Some papers have investigated if different surgical techniques of parenchyma transection may have an impact on intraoperative and postoperative results, and specifically on the postoperative peak transaminase levels [
26,
27,
28,
29]. In our technique, parenchyma transection is always performed by the ultrasonic dissector both in OLR and in MILS with a good level of performance and effectiveness [
30]. A prospective randomized study by Lesurtel et al. [
26] compared four different transection techniques in open liver resection (the clamp crushing technique with Pringle maneuver versus CUSA versus Hydrojet versus dissecting sealer without Pringle maneuver). The results of this study showed that the postoperative peak of transaminase AST and ALT was not significantly different among the four groups. These results were confirmed in a recent study focusing on transection techniques in pediatric major hepatectomy [
29]. In this study, three liver transection techniques were compared (CUSA, LigaSure™ and stapler hepatectomy). In addition, in this study, peak AST and ALT values were not significantly different between the groups.
Finally, several studies have investigated the relevance of postoperative ALT levels on morbidity after liver resection, with controversial results [
10,
22,
31]. This issue was not our end-point. However, it should be highlighted that in our analysis, a high PPT-ALT on POD 1 was an independent predictor of major complications and of re-interventions.

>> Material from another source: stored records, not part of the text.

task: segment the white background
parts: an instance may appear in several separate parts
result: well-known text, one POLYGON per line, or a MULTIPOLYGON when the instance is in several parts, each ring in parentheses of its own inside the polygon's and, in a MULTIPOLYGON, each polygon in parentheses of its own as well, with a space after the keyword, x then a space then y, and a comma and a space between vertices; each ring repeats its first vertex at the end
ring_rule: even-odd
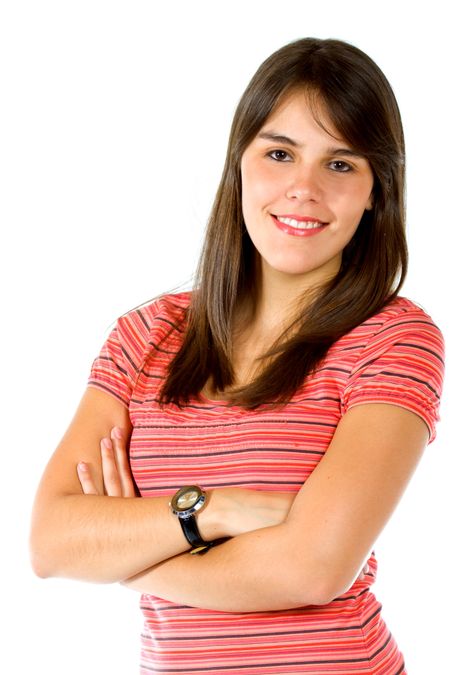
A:
MULTIPOLYGON (((443 4, 1 4, 3 673, 138 671, 136 594, 33 576, 32 498, 114 320, 189 282, 238 98, 286 42, 348 40, 391 81, 408 151, 403 294, 448 336, 443 4)), ((448 409, 376 547, 375 592, 409 675, 450 673, 448 409)))

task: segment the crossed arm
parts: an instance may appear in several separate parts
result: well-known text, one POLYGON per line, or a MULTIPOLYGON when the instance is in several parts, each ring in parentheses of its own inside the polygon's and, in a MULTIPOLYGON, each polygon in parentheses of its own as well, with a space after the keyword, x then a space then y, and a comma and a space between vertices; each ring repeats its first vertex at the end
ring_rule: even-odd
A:
POLYGON ((35 548, 43 546, 42 518, 53 504, 59 506, 59 515, 50 526, 61 531, 64 519, 70 520, 77 562, 74 567, 70 556, 54 548, 58 564, 47 558, 41 575, 120 580, 174 602, 223 611, 325 604, 345 592, 370 555, 427 442, 427 427, 412 412, 386 404, 357 406, 342 418, 327 453, 295 499, 251 490, 213 490, 199 514, 200 531, 205 539, 231 538, 203 556, 192 556, 167 499, 134 496, 126 462, 129 427, 115 412, 114 419, 106 416, 100 437, 108 439, 111 427, 120 426, 122 438, 113 433, 110 441, 102 441, 101 454, 92 453, 84 470, 78 467, 76 486, 72 481, 63 496, 55 495, 54 489, 52 499, 46 495, 58 473, 55 466, 61 470, 68 464, 75 475, 82 447, 73 444, 76 433, 71 450, 57 451, 53 468, 44 476, 36 505, 35 548), (70 455, 68 463, 63 455, 70 455), (81 523, 85 528, 87 524, 87 534, 81 523))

Our results may suggest that postoperative serum peak ALT levels could be significantly different following liver resection according to the type of approach (minimally invasive vs. open). This type of bias, due to the constant increase of the rate of MILS in all hepatobiliary centers, should be considered in future trials on liver surgery focusing on the evaluation of hepatic damage and of postoperative serum transaminases levels.
This study has several limitations. First, our study was a retrospective single-center study where the two groups of liver resections (MILS vs. OLR) from the initial cohort of patients were not balanced according to several intraoperative factors. Further assessment, including randomized prospective trials, may be required to confirm our results. Second, this series included patients resected between 2009 (at the beginning of our learning curve of minimally invasive approach) and 2019. During this period of time, indications for MILS and operative results following MILS changed and evolved.